I'm Assistant Professor of Statistical Astronomy at Princeton University's Department of Astrophysical Sciences and the Center for Statistics and Machine Learning. I lead the Princeton Astronomy Data Lab, where we develop algorithms that accurately capture the properties of billions of stars and galaxies despite the limitations of real-world instruments.
My central research question right now is: how can we optimally combine multiple data sets to extract more information than from an individual analysis. My lab designs a system that combines data from the upcoming surveys LSST, Euclid, and WFIRST at the pixel level. We develop techniques for source separation, mixture modeling, and data fusion, using proximal techniques and neural networks.
On an even larger scale, we optimize the full scientific duty cycle, from instrument design to observing strategy to data analysis for maximum yield: precision measurements and discovery potential. Funded by the Schmidt Futures Foundation, we build modern statistical and machine learning methods and focus on the target selection of the upcoming PFS survey.
With the increasing complexity of the matrix factorization problem we solve inside of scarlet, we've reached the limits of the traditional proximal gradient method. That method requires analytic knowledge and computation of the "correct" step sizes, which isn't possible for data fusion (think LSST + WFIRST). Instead, we use the powerful optimization method Adam to provide adaptive step sizes on the fly for a new proximal quasi-Newton method. It's not just better, it's also faster.
Strike 1: In this paper we develop the source separation framework scarlet for image analysis.
HSC (shown in the left) and LSST have imaging so deep that sources routinely overlap, rendering measurements for single sources largely obsolete.

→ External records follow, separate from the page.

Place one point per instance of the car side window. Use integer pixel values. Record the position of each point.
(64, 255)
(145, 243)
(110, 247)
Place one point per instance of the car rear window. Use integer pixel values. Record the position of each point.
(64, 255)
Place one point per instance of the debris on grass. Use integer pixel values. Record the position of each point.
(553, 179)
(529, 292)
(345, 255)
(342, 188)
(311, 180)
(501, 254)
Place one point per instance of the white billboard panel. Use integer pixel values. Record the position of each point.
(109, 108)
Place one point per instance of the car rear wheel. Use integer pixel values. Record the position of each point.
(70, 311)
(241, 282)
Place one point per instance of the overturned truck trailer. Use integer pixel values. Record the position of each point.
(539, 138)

We used Constrained Matrix Factorization (see earlier post below) with several custom constraints and fast likelihood computation to achieve robust deblending.
For kicks, we also looked how well we can separate AGN jets from their host galaxies.
The answer: very well!
More scarlet analyses coming soon.
In many areas of science, one wants to separate multiple contributions to a given signal. If those are strictly linear superpositions, as it's often the case, one can and should use the Constrained Matrix Factorization (consider yourself encouraged). However, the existing algorithms were slow and didn't allow us to flexibly apply constraints/priors to the solution. In this paper, Fred Moolekamp and I devise a scheme that is both fast and flexible. The code is of course public. Running source separation on multispectral images works like charm!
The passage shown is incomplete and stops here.